A classy billionaire decided to pilgrimage to the homeland of Bugatti, Chateau Saint-Jean, in Molsheim, France and wasn't going to leave their own precious Bugattis' at home.
That's why they decided the only logical thing to do to show one's appreciation for such a renowned brand was to drive their three record-celebrating Bugatti models to their birthplace in a glorious tribute to the brand's past.
The models include the Veyron 16.4 Super Sport World Record Edition, Veyron 16.4 Grand Sport Vitesse World Record Edition, and Chiron Super Sport 300+. These three models were then joined by two others from the Singh Collection from Punjab, India: The Veyron Pur Sport and the Divo. To have all these vehicles in the same place at the same time must have been glorious.
The three vehicles' history starts with the oldest, the Veyron 16.4 Super Sport World Record Edition. In 2010, a unique Veyron was cooked up that produced 1,184 horsepower from the quad-turbocharged W16 engine, among many other changes.
It was driven around the Ehra-Lessien test track at 267.86 mph. The driver who piloted the car that day, Pierre-Henri Raphanel, welcomed the owner and his vehicles to the facility. Soon after the first record, in 2013, the Veyron 16.4 Grand Sport Vitesse set the record for the world's fastest convertible with a speed of 254.05 mph with the top down.
Finally, the Chiron Super Sport 300+. In 2019, the vehicle was driven to a speed of 304.73 mph by driver Andy Wallace. When this occurred, the vehicle became the first production car to pass the 300 mph speed barrier, with Bugatti more than happy to publicize the feat as far and wide as possible.
To celebrate the owner and their vehicles, the Bugatti Design Director, Achim Anscheidt, signed the three vehicles with a special note that reads, "In record-breaking friendship. Molsheim, 26/4/23." Andy Wallace and Pierre-Henri Raphanel also attended to sign their respective record-breaking vehicles.
As a thank you, the owner left a Bugatti 'La Bouteille Noire': a hand-crafted carbon fiber champagne case in the style of La Voiture Noire with a 15-liter bottle of fine vintage champagne inside. We've written about it before, and it's truly a sight to behold.
The entire thing must have been a dream come true for the owner. The three vehicles they brought are truly awe-inspiring feats of engineering, but if we may digress a little, at least two of the three vehicles deserve an asterisk next to their proclaimed "production car" accomplishments.
First, the Veyron 16.4 Super Sport that broke the world record in 2010 was a pre-production model with its limiter removed. The production vehicle is limited to 258 mph, meaning the vehicle never really set a "production car" record.

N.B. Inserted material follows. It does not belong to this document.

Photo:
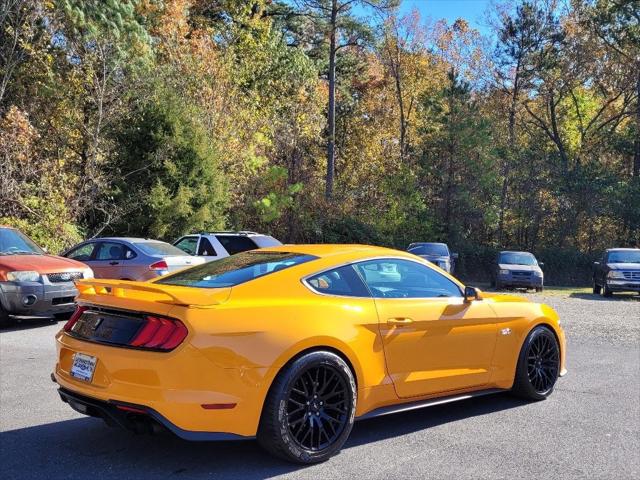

The Chiron Super Sport 300+ may even be a bigger offender. Not only did it set its 304.773 mph top speed in a pre-production model, but it set it in only one direction, which leaves too many variables in play. Additionally, the production car is only considered a special edition using only visual cues from the record-breaking car. The production model is limited to 273 mph, a far cry from the claimed record.
Finally, Hennessey may have something to say about the Vitesse's world record, but this is one case where we think the record checks out.